Structure and evolution of Tether gold reserves
The scale of these purchases puts Tether in an unusual position for a private company, with central banks traditionally monopolizing global demand for the metal.
This dynamic has made Tether a veritable “golden vacuum cleaner” in global markets, absorbing large amounts of data at a rate faster than many nation-state actors.
The company said in its certification, dated to the fourth quarter of 2025, that as of the end of the year, Tether already had gold reserves worth approximately $17 billion, equivalent to approximately 126 tonnes at the then-current price.
The structure included ingots of various sizes. As shown in the table below, there were 1,291 pieces of 12.5 kg (519,317 troy ounces), 15 pieces of 1 kg (482,220 troy ounces), and 18 pieces of 0.5 kg (289,332 troy ounces). The troy ounce is the international standard weight unit for precious metals such as gold and is used to ensure the accuracy of measurements worldwide.
Tether CEO Paolo Ardoino confirmed this strategy in January, as reported by CriptoNoticias. The company is purchasing gold at a rate of 1-2 tonnes per week and plans to maintain this level for the coming months.
Mr. Ardoino explained the goal of positioning Tether as one of the world’s major gold holders. similar to the role of a central bank.
Focus on physical gold and security
Tether prioritizes holding physical gold, which is stored in a former nuclear bunker in Switzerland owned by Tether and protected by multiple layers of security, including thick steel doors. The company did not provide details about the exact location or other specific characteristics. For security reasons, this site cannot be accessed. According to Ardoino, this installation ensures the integrity of the asset.

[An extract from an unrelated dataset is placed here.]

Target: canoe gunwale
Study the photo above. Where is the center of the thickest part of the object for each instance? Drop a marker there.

The executive emphasized that gold is valued for its liquidity and as a reserve asset with no counterparty obligations.
This vision is part of a period of significant revaluation for gold, which reached historic highs of over $5,500 per ounce at the end of January 2026, driven by the search for a safe haven in the face of macroeconomic uncertainty and diversification from the US dollar. The price has since corrected, but remains at $5,000 per ounce as of February 2026, as seen on the chart.
Tether shows financial status
Tether’s certification report as of the end of 2025 shows a strong financial foundation to support these acquisitions. Total assets and reserves $192 billionhas excess reserves of over 6.3 billion and all issued tokens are 100% backed by liquid assets.
In addition to gold, this support is backed by $122 billion worth of U.S. debt. Tether is one of the world’s largest holders of U.S. Treasuries. According to the report for the fourth quarter of 2025, Bitcoin (BTC) has a similar value of 96,184 BTC, worth approximately $8.4 billion.
Diversification combines exposure to stability (bonds and cash) and store-of-value assets (gold and Bitcoin). The company’s investment portfolio exceeds $20 billion and has the ability to continue its gold accumulation strategy in the short and medium term.
The move reflects strategic diversification on Tether’s balance sheet, combining Tether’s role in the stablecoin ecosystem with increased exposure to value-storing assets.